New York: Alphabet’s Google changed its advertising auction formula in 2017, raising prices by 15 per cent and likely making the company billions of dollars in additional revenue, according to an economist testifying for the US Justice Department in the antitrust case against the search giant.
Michael Whinston, a professor of economics at the Massachusetts Institute of Technology, said Friday that Google modified the way it sold text ads via “Project Momiji” - named for the wooden Japanese dolls that have a hidden space for friends to exchange secret messages. The shift sought “to raise the prices against the highest bidder,” Whinston told Judge Amit Mehta in federal court in Washington.
Google’s advertising auctions require the winner to pay only a penny more than the runner-up. In 2016, the company discovered that the runner-up had often bid only 80 per cent of the winner’s offer. To help eliminate that 20 per cent between the runner-up and what the winner was willing to pay, Google gave the second-place bidder a built-in handicap to make their offer more competitive, Whinston said, citing internal emails and sealed testimony by Google finance executive Jerry Dischler earlier in the case.
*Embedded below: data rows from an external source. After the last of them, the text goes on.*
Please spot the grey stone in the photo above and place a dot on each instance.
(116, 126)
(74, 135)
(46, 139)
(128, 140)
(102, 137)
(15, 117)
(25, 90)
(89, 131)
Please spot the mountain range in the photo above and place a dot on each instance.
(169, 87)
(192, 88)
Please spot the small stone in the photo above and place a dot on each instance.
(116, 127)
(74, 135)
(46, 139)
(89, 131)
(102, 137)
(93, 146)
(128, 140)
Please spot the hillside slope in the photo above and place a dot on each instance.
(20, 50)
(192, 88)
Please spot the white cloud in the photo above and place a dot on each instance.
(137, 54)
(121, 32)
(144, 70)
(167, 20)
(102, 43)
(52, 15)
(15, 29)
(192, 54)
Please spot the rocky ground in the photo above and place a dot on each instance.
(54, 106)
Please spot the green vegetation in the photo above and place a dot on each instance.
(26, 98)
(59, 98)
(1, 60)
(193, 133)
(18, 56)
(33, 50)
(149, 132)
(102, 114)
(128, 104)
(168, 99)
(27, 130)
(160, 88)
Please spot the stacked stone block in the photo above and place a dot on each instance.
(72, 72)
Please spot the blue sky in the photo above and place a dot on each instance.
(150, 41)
“It’s really easy to slip into the thought that it’s an auction and an auction is competition,” Whinston said, explaining how Google’s ability to tweak the rules demonstrates its monopoly over online advertising. But “it’s the advertisers who are running in this race. It’s Google setting the rules.”
As part of those deals, Google pays Apple, Samsung Electronics and others a share of the revenue it earns from search advertising.
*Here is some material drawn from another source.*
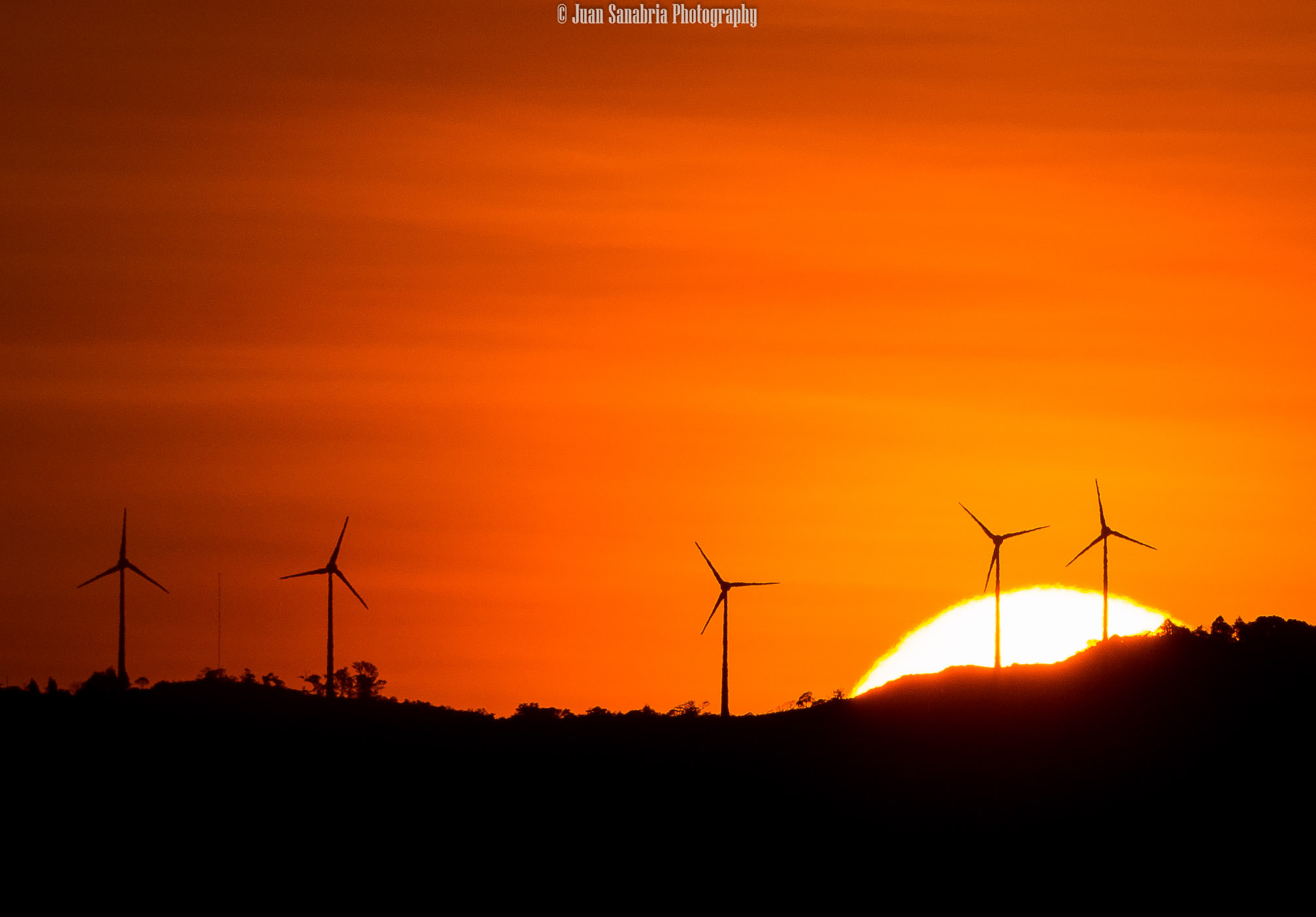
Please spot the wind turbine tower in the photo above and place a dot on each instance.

About two-thirds, more than 60 per cent, of Google’s total revenue comes from search ads, Dischler said previously, amounting to more than $100 billion in 2020. Every year since 2012, the company’s search ad revenue growth has been in the “high teens,” according to documents shown by the Justice Department.
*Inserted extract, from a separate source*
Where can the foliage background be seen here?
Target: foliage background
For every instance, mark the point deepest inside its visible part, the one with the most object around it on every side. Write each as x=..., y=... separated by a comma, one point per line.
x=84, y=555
Dischler testified on September 19 that Google sometimes tweaked its advertising auctions to ensure it met revenue targets, but most of his testimony occurred in a sealed session. Whinston’s comments Friday described Google’s technique, called “squashing,” that seeks to make the runner-up’s bid more competitive. Google estimated that technique along with charging more for ads that used more words in their text would increase revenues by 15 per cent.
“Google has not been transparent about what they are doing” with pricing, Whinston said. But advertisers “do have ways of finding out even if they don’t know exactly what Google is doing.”